Type A personality?
Some blood transfusion recipients have reported changes in their mood, behavior and even memories after undergoing the procedure.
Researchers from the University of Geneva noted that six of seven study participants “acknowledged the possibility that transfusions might induce changes in behavior or values.”
“Three patients acknowledged that their transfusion might have changed their own behavior or values,” the scientists wrote in their 2018 article, published in the International Journal of Clinical Transfusion Medicine.
“This study shows that patients might feel that transfusions could modify their behavior or values and that certain personality traits of the donor could be transmitted.”
A 2013 University of Michigan study found that “there’s a persistent belief that individuals’ internal parts have causal powers, and so — if they are mixed — can make a recipient take on some of the donor’s characteristics.”
“Even though science doesn’t support the possibility, people still believe that transplants can result in personality changes,” Sarah-Jane Leslie, a professor of philosophy at Princeton University and one of the study’s co-authors, said in a statement at the time.
The potential effects of blood transfusions were recently laid bare in a new study that tied spontaneous brain hemorrhages to the procedure in rare cases.
Transfusion patients whose blood came from people who later suffered brain hemorrhages were, themselves, twice as likely to suffer one as well, according to research from Karolinska Institutet in Sweden, the University of Copenhagen in Denmark and other institutions.
There is fear that the vascular disease cerebral amyloid angiopathy — which causes proteins to build up in the brain’s blood vessels — could be spread through transfusion, thus causing hemorrhages.
If the phenomenon is confirmed — these experts, who were published last month in the Journal of the American Medical Association, say more research is needed — it still remains quite rare, as only 0.1% of studied donors showed recurring hemorrhages.
“Blood transfusions are relatively common, which makes possible negative effects an important public health issue,” lead study author Gustaf Edgren said in a statement. “However, in this case, it’s very unlikely that you’d suffer a brain hemorrhage from something transmitted through a transfusion.”

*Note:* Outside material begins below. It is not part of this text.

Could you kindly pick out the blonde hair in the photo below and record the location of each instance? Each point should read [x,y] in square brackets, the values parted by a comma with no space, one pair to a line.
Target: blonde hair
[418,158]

More exploration of the theory that a blood transfusion can change the recipient’s personality is also warranted, the University of Geneva researchers argued.
“[Our] study shows that patients might feel that transfusions could modify their behavior or values and that certain personality traits of the donor could be transmitted,” they wrote.
“Further research in a larger population is warranted to evaluate the incidence of a perceived changed in behavior or values after a blood transfusion, which would then lead to changes in the way information is provided to future patients requiring transfusions.”